Telemarketers: All Out War



from my years of temping and my constant job hopping, i have been the receptionist at literally over 20 companies at one time or another. it's the easiest job in the world. i greet you politely, you tell me who you want to talk to, i push some buttons, and next thing you know - you're where you need to be, and i'm back to checking myspace.

i don't know what kind of social situation would allow me to brag about my receptionist skills, so i'll just do it here:

i am the best motherfucking receptionist you could ever hire. i am so fucking good at it, it kills me. seriously.

that said, hopefully this is my last month of ever being a receptionist. because, again, surprisingly and sadly, there IS a salary cap on being a receptionist.

anyway, the point of this post is to talk about the natural enemy of the receptionist: the telemarketer. the telemarketer's whole reason for existence is to get past me. i am the fucking offensive lineman and you are trying to sack the quarterback.

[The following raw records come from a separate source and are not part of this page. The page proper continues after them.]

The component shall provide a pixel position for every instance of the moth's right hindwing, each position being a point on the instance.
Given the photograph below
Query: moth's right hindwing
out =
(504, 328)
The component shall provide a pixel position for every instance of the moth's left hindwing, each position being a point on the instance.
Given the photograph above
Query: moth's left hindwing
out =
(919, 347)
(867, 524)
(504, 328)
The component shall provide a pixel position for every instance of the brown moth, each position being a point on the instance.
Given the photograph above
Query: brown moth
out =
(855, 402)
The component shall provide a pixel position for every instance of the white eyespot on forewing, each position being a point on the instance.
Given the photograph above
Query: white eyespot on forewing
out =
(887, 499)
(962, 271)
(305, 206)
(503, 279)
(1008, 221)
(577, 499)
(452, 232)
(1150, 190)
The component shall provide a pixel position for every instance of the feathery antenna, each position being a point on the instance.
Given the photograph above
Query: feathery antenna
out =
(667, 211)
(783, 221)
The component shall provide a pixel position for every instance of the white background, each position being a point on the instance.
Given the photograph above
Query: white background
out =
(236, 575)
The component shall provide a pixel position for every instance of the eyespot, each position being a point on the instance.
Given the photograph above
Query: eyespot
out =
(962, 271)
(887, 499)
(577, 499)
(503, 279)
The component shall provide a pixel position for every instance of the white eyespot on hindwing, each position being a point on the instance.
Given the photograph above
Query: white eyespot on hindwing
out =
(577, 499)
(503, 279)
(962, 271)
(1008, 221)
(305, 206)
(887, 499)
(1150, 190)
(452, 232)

it's been a while since i've been back at the front desk, and i forgot about how annoying they truly are, so my hatred for the telemarketer burns anew.

here are the typical telemarketer greetings:

yes, may i please speak to the manager/owner of your company?

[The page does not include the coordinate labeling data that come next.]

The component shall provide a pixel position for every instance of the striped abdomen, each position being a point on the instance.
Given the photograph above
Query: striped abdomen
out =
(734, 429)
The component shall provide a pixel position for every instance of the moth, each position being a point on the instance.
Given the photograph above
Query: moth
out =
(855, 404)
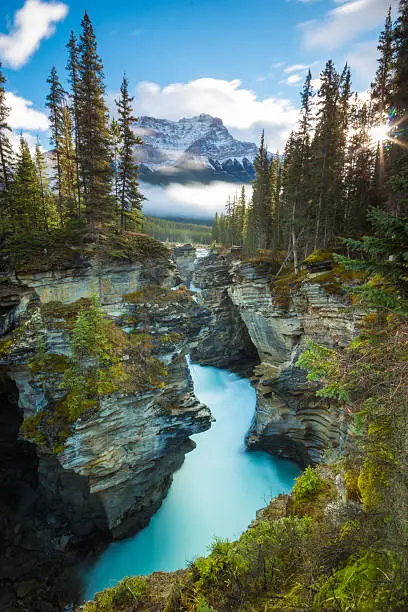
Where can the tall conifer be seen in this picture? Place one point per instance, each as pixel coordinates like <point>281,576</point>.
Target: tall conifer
<point>73,75</point>
<point>55,104</point>
<point>6,152</point>
<point>130,197</point>
<point>93,132</point>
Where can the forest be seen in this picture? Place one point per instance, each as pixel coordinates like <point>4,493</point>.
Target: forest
<point>88,185</point>
<point>347,156</point>
<point>177,231</point>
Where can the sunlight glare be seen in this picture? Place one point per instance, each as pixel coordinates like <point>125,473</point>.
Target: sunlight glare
<point>379,133</point>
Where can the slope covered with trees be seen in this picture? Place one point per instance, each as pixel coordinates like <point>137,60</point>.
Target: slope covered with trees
<point>87,189</point>
<point>348,153</point>
<point>339,542</point>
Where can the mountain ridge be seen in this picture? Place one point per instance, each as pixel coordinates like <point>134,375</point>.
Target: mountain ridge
<point>192,149</point>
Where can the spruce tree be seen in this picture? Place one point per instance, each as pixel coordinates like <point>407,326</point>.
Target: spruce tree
<point>45,195</point>
<point>358,169</point>
<point>130,197</point>
<point>116,141</point>
<point>381,88</point>
<point>398,171</point>
<point>261,197</point>
<point>55,103</point>
<point>93,133</point>
<point>6,152</point>
<point>69,178</point>
<point>27,212</point>
<point>328,154</point>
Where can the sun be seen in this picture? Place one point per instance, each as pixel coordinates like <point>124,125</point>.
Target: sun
<point>379,133</point>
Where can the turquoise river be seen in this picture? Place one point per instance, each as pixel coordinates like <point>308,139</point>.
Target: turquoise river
<point>215,493</point>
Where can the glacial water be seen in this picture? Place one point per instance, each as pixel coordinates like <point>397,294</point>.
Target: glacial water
<point>215,493</point>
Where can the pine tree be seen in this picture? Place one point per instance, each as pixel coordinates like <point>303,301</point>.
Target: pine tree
<point>358,168</point>
<point>215,229</point>
<point>48,209</point>
<point>73,74</point>
<point>116,142</point>
<point>130,197</point>
<point>328,153</point>
<point>27,212</point>
<point>6,152</point>
<point>55,103</point>
<point>381,88</point>
<point>261,197</point>
<point>93,132</point>
<point>69,178</point>
<point>398,172</point>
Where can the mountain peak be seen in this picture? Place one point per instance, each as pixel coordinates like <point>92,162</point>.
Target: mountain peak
<point>203,141</point>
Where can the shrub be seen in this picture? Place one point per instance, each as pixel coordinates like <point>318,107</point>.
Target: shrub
<point>367,583</point>
<point>127,594</point>
<point>307,485</point>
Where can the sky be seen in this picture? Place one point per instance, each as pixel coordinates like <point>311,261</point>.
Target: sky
<point>242,61</point>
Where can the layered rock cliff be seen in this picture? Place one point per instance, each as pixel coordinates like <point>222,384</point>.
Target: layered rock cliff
<point>289,421</point>
<point>116,463</point>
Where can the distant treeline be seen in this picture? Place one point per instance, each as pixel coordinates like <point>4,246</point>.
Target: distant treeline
<point>176,231</point>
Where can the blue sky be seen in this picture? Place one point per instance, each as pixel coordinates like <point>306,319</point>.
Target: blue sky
<point>239,60</point>
<point>246,60</point>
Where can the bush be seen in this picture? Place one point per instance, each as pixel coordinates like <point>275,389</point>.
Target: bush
<point>307,485</point>
<point>366,583</point>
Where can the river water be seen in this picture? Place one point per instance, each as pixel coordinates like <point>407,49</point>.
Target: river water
<point>215,493</point>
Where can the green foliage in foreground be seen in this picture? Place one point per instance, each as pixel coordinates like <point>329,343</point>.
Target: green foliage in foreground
<point>94,368</point>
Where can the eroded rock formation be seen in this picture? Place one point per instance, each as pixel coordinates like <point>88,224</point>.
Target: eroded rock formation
<point>289,421</point>
<point>117,464</point>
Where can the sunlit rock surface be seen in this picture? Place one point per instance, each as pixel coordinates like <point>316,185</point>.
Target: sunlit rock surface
<point>289,420</point>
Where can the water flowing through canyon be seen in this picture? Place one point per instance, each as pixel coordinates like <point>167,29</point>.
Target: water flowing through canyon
<point>215,493</point>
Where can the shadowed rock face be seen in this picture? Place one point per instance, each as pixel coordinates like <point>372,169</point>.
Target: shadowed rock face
<point>228,343</point>
<point>289,421</point>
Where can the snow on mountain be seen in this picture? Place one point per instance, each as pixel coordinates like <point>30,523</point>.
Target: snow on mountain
<point>192,149</point>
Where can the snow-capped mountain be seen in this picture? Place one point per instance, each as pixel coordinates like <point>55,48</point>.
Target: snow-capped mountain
<point>192,149</point>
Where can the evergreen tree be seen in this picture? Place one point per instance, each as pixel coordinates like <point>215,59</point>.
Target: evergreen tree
<point>69,177</point>
<point>130,197</point>
<point>381,88</point>
<point>93,132</point>
<point>55,103</point>
<point>48,211</point>
<point>27,211</point>
<point>261,197</point>
<point>6,152</point>
<point>358,169</point>
<point>215,229</point>
<point>116,141</point>
<point>328,153</point>
<point>398,200</point>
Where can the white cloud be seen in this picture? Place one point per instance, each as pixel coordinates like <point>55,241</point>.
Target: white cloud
<point>345,22</point>
<point>362,59</point>
<point>296,68</point>
<point>193,200</point>
<point>294,79</point>
<point>33,22</point>
<point>29,138</point>
<point>23,117</point>
<point>243,113</point>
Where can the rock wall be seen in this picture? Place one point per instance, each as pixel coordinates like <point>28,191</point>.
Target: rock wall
<point>228,343</point>
<point>118,462</point>
<point>289,421</point>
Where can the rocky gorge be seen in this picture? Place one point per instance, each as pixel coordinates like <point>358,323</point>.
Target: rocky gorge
<point>116,463</point>
<point>252,320</point>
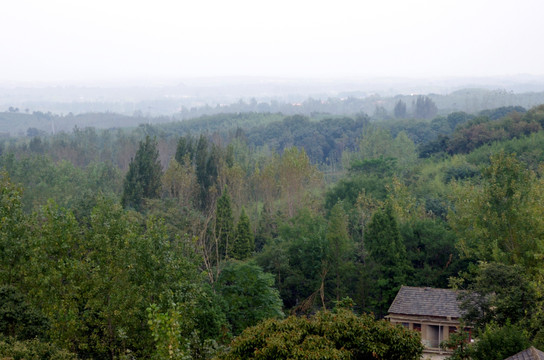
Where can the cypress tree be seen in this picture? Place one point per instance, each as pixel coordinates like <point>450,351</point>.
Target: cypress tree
<point>143,179</point>
<point>388,265</point>
<point>224,224</point>
<point>243,244</point>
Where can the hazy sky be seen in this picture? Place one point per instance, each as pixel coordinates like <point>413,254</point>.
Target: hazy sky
<point>99,40</point>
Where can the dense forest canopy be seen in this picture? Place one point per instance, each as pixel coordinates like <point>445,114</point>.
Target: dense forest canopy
<point>192,239</point>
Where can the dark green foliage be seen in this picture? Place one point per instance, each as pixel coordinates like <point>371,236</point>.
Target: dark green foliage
<point>340,335</point>
<point>143,179</point>
<point>430,249</point>
<point>388,267</point>
<point>499,343</point>
<point>483,130</point>
<point>499,293</point>
<point>340,248</point>
<point>348,189</point>
<point>297,257</point>
<point>266,230</point>
<point>460,172</point>
<point>185,147</point>
<point>33,349</point>
<point>224,225</point>
<point>243,244</point>
<point>17,318</point>
<point>13,231</point>
<point>400,109</point>
<point>248,295</point>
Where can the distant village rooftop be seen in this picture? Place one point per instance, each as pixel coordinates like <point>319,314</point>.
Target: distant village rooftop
<point>434,313</point>
<point>426,301</point>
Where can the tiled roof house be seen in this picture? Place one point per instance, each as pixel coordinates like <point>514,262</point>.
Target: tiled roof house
<point>531,353</point>
<point>433,312</point>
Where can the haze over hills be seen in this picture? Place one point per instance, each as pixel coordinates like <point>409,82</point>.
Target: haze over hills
<point>168,97</point>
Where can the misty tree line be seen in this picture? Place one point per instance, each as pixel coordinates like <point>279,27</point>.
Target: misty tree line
<point>197,237</point>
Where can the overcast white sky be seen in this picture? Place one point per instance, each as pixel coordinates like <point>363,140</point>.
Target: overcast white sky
<point>103,40</point>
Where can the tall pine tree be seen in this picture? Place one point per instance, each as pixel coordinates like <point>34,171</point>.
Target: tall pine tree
<point>143,179</point>
<point>243,244</point>
<point>388,264</point>
<point>224,224</point>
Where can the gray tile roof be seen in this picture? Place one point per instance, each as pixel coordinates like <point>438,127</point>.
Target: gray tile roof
<point>426,301</point>
<point>531,353</point>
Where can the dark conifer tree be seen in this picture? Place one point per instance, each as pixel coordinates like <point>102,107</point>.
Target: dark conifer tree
<point>143,179</point>
<point>224,224</point>
<point>243,245</point>
<point>388,264</point>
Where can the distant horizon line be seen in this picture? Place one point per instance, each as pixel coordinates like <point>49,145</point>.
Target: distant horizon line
<point>161,81</point>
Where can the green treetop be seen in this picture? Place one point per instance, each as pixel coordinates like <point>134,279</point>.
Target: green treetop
<point>143,179</point>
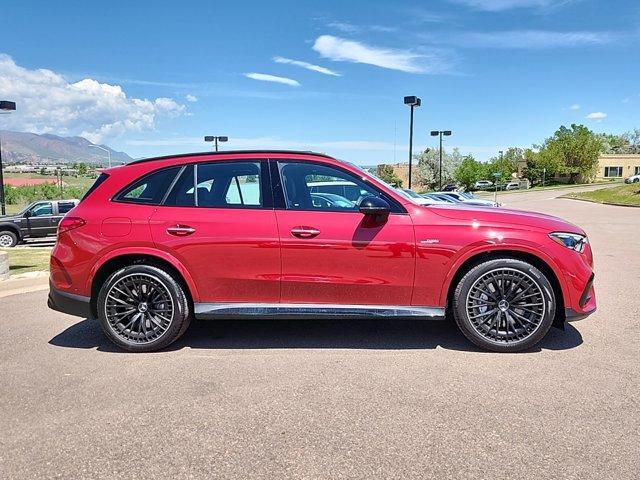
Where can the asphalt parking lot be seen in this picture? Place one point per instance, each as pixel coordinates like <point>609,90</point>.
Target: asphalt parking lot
<point>333,399</point>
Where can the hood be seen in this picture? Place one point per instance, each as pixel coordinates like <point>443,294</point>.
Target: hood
<point>519,218</point>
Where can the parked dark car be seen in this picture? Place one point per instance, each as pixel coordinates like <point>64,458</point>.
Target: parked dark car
<point>40,219</point>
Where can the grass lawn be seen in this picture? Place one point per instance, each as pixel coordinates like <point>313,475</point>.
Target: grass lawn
<point>83,182</point>
<point>622,195</point>
<point>23,260</point>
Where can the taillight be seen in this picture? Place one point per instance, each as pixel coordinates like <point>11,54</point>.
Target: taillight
<point>70,223</point>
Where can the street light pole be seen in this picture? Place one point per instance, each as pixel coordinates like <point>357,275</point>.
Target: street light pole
<point>215,139</point>
<point>5,107</point>
<point>106,150</point>
<point>440,133</point>
<point>412,101</point>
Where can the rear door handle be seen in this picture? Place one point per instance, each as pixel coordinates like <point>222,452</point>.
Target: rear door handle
<point>305,232</point>
<point>180,230</point>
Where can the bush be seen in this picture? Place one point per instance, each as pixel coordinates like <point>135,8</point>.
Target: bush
<point>31,193</point>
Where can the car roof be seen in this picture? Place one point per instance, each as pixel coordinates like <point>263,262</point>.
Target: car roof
<point>229,152</point>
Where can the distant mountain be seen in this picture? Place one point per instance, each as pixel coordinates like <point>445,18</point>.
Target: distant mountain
<point>20,147</point>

this is some amateur hour bullshit. do you honestly think i'm just going to dial up the president of our agency, who is the busiest person in the world and tell them someone demands to speak with the manager/owner? not going to happen. ever. i'm embarrassed for you. you didn't even TRY.

hi, we're calling to update our records!

this person is also awful. not because they want to get past you, but because they're going to take five minutes asking you a million questions about who does what so they can send personalized junk mail. the thing is - i get your junk mail too. and i throw that away. meanwhile the other lines are all ringing off the hook and i'm stuck. no, you CANNOT update your records. die.

hey pal, is so-and-so there?

this is the "old buddy" approach. this is the guy who is trying to act like he's the best friend of the guy he's calling for. he thinks that i'll just assume it's a friend and patch the call on through without asking who the fuck he is. YEAH RIGHT, PAL.

yes, what's the name of your warehouse manager again?

this is a variation on the "old buddy" approach. he's gonna get me to give him a name and then next time he calls, he'll ask for the name. this just in: we don't have a warehouse. FAIL.



so due to all these damn telemarketers, i now have a new policy. if you call me with that kind of bullshit, i am automatically putting you on hold for exactly ONE MINUTE. that is your punishment for making me have to deal with you. if you've survived your hold music purgatory (which is a mix cd i made, so hopefully they enjoy it), then i will accept your call and politely tell you to fuck off.

the new policy is already a huge success. most telemarketers don't make it past the one-minute mark.

i win. this time.

edit: the telemarketers are stepping up their game. a dude with a british accent from illinois called and used the "old buddy" approach, asking for our owner alison. we actually have a british dude from illinois who works for the company, so i patched him through without screening. DAMN YOU, TELEMARKETERS! they're always adapting. you gotta stay on your "A" game.

2 comments:

On_Her_Sleeve said...

At the doctor's office I worked at for 5 years, it was always made clear by the office manager that we have everything we need, we have companies and contracts with whatever it is we need, and whenever there's something new that we may need, we're going to google it and get it ourselves.

So... everyone went to eternal hold button hell for being obnoxious (pals, liars, etc...) or were straight up told, "we're not interested." But the ones who asked if I was "the person responsible for business decisions" would then remark, "you just told me you're not person in charge of business decisions." It was nice to be able to hang up right after saying, "listen, whatever it is, we don't need it." Gah and I hated when they got my name, because then they'd always call asking for me, and I'd always think I was getting an important call patched to me. I learned to cut the middle part of "Thank you for calling dermatology consultants of south Florida, this is Marisa, how may I help you?"

And yeah... I looooved when their mail came a few days after their calls, and went straight to the shredder.

Well, you're moving on up in the world and will never be a receptionist again! You had freedom week, and now you'll be having professional week... every week! :)

Anonymous said...

damn. this is totally true. i always get sucked in to those assholes. i will have to try the "1 minute on hold" policy.